John Purey-Cust, New Zealand Tree Grower February 2009.

As Gary Morgan’s article on page four makes clear, there are few places in Southland where the structure of the country makes forestry an absolute necessity, few places where the hills fall down on to the plains or gully out to sea under a frail geology and a misdirected pastoralism. The place of trees here is for shelter, for biodiversity, and as a productive and alternate land use for those who look to the longer term and understand that graphs do not always relentlessly speed upwards to the ceiling.

New Zealand’s hidden secret

Farm forestry came to Southland soon after World War II. This was in the form of charismatic missionaries from the north, namely Neil Barr seeking support for a New Zealand wide farm forestry association and Richard St Barbe Baker of the UK based Men of the Trees. In Southland we have both a Southland branch of the Men of the Trees affiliated to the NZFFA as well as to its parent body, and a Southland branch of the NZFFA. We work together, as you will see if you attend the 2010 conference.

My introduction to Southland was concise, in the form of a note scribbled on the back of an envelope, ‘Report to Conical Hill Sawmill,Tapanui’ and signed by Hugo Hinds, then Conservator of Forests, Canterbury in the NZ Forest Service. I was at Balmoral forest, a dry shingle bank on the Hurunui River. I showed the note to Ted Gimblett, in charge of the forest. ‘Southland’ he said,‘New Zealand’s hidden secret. Most people don’t even know it’s there.’

Essentially Southland

That was 1963, and of courseTapanui is in West Otago, not Southland. But the Blue Mountains face south, the local town is Gore in Southland and Tapanui and the rest of Otago were both in the Forest Service’s Southland conservancy, ruled from Invercargill. So to me it was and still is essentially Southland.

In the early days, as in most other places in New Zealand, forestry meant native bush logging, but by 1963 that was slowing down and the government’s Conical Hill mill cut pine. Less obvious to me was an already thriving farm forestry movement in west Otago whose members were putting trees back on farms. Those trees and shelter belts are still the fabric of the landscape there.
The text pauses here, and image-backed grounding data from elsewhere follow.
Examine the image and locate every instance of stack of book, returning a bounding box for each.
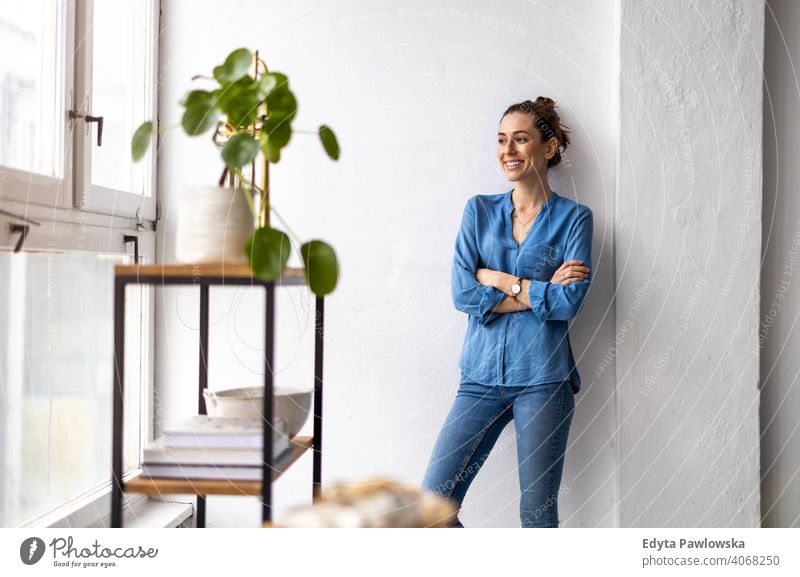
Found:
[140,415,293,481]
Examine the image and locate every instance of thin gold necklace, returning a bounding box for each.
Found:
[513,210,538,228]
[512,190,550,228]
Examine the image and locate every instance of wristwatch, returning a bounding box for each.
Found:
[511,277,523,299]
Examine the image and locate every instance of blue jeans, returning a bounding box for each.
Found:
[421,374,575,528]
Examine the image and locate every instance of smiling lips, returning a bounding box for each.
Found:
[504,160,523,170]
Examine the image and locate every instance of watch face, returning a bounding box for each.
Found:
[512,284,521,294]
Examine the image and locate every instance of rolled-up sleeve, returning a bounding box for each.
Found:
[527,206,593,322]
[451,196,507,325]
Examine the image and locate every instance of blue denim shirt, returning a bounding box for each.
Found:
[451,188,593,393]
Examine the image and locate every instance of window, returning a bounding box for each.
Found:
[0,0,158,527]
[73,0,158,219]
[0,233,154,527]
[0,0,64,178]
[0,0,70,206]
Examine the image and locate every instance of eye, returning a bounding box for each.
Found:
[515,138,527,143]
[498,139,506,144]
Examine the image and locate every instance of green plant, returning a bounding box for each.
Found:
[131,48,339,296]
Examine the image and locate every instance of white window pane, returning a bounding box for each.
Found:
[0,251,145,527]
[89,0,154,195]
[0,0,64,177]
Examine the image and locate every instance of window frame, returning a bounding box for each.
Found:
[0,219,156,527]
[71,0,159,221]
[0,0,74,210]
[0,0,161,528]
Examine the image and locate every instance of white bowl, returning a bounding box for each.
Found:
[203,386,313,437]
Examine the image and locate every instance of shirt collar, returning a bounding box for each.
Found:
[504,188,559,215]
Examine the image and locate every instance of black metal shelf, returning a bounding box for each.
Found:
[111,264,324,527]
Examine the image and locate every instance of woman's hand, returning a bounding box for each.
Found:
[550,260,590,286]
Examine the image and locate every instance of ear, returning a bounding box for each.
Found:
[544,136,558,160]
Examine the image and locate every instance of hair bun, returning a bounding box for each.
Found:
[534,96,556,109]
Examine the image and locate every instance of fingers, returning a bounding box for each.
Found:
[549,260,593,285]
[552,268,591,285]
[557,264,591,275]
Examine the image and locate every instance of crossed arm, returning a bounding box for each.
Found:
[477,270,532,313]
[476,265,589,314]
[451,196,593,324]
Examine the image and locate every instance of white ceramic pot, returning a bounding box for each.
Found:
[202,386,313,437]
[175,185,255,264]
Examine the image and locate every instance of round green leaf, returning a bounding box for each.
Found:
[301,240,338,296]
[131,121,154,161]
[215,77,263,128]
[263,72,297,118]
[263,141,281,163]
[213,48,253,84]
[319,125,339,160]
[259,113,292,163]
[263,114,292,148]
[266,87,297,119]
[246,227,291,282]
[180,89,216,108]
[221,133,260,168]
[267,71,289,86]
[256,74,278,100]
[181,90,220,135]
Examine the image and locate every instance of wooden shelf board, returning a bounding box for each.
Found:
[114,263,307,285]
[123,436,313,496]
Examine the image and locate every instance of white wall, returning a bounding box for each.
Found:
[155,0,775,529]
[616,0,764,526]
[762,0,800,528]
[156,0,617,527]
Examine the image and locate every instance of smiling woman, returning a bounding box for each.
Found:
[420,96,594,528]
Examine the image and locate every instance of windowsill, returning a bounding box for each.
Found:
[118,496,194,529]
[22,474,194,529]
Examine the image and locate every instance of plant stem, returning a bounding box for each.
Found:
[234,171,306,263]
[242,188,257,221]
[269,205,304,249]
[233,168,257,221]
[270,206,310,269]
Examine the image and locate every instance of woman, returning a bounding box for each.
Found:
[421,97,593,528]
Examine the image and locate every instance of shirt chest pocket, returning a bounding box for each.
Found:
[518,243,562,281]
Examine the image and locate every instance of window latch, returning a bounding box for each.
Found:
[69,109,104,146]
[10,224,29,253]
[135,206,144,231]
[123,235,139,265]
[0,208,41,253]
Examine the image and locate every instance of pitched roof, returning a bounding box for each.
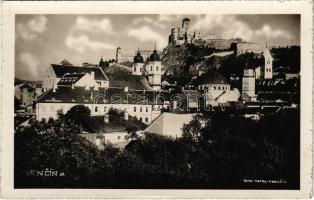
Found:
[103,63,132,73]
[60,59,73,66]
[51,64,108,81]
[57,73,86,86]
[37,87,167,105]
[144,113,195,138]
[106,73,153,91]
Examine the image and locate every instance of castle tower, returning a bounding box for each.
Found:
[242,67,256,101]
[169,28,178,44]
[182,18,190,35]
[263,43,273,79]
[132,49,144,75]
[146,46,162,91]
[182,18,190,42]
[116,47,122,63]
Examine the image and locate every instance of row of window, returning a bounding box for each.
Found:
[139,117,149,123]
[94,106,150,113]
[134,107,149,112]
[95,106,107,112]
[199,85,230,90]
[265,68,272,72]
[133,66,160,72]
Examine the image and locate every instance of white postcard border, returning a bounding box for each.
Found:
[1,1,312,199]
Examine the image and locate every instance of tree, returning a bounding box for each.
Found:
[64,105,91,131]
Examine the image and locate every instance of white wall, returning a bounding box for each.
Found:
[75,73,99,89]
[36,102,162,124]
[132,63,144,75]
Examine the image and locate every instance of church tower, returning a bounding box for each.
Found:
[116,47,122,63]
[242,67,256,101]
[132,49,144,75]
[146,46,162,91]
[263,44,273,79]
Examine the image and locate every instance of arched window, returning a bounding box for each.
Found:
[104,107,107,112]
[134,66,136,72]
[218,86,221,90]
[151,66,153,71]
[156,66,159,71]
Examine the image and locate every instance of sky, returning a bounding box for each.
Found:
[15,14,300,81]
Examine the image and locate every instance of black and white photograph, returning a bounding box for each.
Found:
[1,1,313,198]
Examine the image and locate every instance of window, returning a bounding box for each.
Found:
[140,107,142,112]
[222,86,224,90]
[151,66,153,71]
[95,106,98,112]
[134,107,136,112]
[104,107,107,112]
[117,136,121,140]
[146,107,148,112]
[218,86,221,90]
[140,117,143,122]
[134,66,136,72]
[213,86,216,90]
[156,66,159,71]
[145,117,148,123]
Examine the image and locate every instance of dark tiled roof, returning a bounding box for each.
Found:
[197,69,229,85]
[37,87,167,105]
[57,73,86,86]
[106,73,153,91]
[52,64,108,81]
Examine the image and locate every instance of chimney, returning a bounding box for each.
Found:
[53,81,57,92]
[91,71,95,80]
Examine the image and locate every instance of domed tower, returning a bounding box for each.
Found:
[132,50,144,75]
[146,47,162,91]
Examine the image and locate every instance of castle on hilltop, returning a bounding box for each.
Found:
[168,18,263,56]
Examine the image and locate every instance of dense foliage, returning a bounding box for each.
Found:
[15,108,299,189]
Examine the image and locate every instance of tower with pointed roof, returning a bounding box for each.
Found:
[132,49,144,75]
[146,45,162,91]
[263,43,273,79]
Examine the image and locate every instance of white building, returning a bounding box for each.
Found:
[36,86,167,125]
[42,60,109,91]
[146,50,162,91]
[130,49,162,91]
[242,68,257,101]
[197,69,240,106]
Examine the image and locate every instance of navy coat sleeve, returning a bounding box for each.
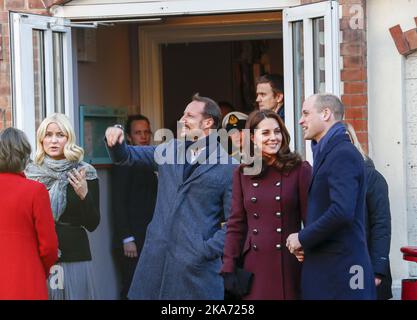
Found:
[366,167,391,276]
[298,161,312,224]
[299,148,362,250]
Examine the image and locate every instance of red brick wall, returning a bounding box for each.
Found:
[302,0,368,153]
[0,0,50,130]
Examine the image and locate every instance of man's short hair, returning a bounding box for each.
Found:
[125,114,151,136]
[192,93,221,129]
[256,74,284,96]
[313,94,345,121]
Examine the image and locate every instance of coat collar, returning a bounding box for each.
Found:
[249,163,291,180]
[173,138,230,185]
[310,133,351,188]
[0,172,26,178]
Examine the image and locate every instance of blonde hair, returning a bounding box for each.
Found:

They are still there in much of northern Southland, although recently under attack by a new model dairy industry only slowly learning the virtues of trees on farms. That will come eventually as the climate dictates and as a more settled industry learns that there is more to farming than just mechanistic maximisation of production. But some have known that all along, as one of the articles in this section shows.

Diversity

Another virtue of Southland is the diversity of its industry based on wood. There is no major player in the field, instead a range of growers and users, all innovative and covering the field from radiata, to Douglas fir and eucalypts, and on to silver beech. Parnell Trost covers all this well in his article.

But things are changing from those early enthusiastic post-war days. Many of the lessons that early farm foresters preached have been accepted. The public interest has spread out much wider, with many more groups of people interested in the huge range of virtues offered by trees, most notably the natives. We compete for an audience, and that is good.

John Purey-Cust is President of the Southland Branch of the NZFFA.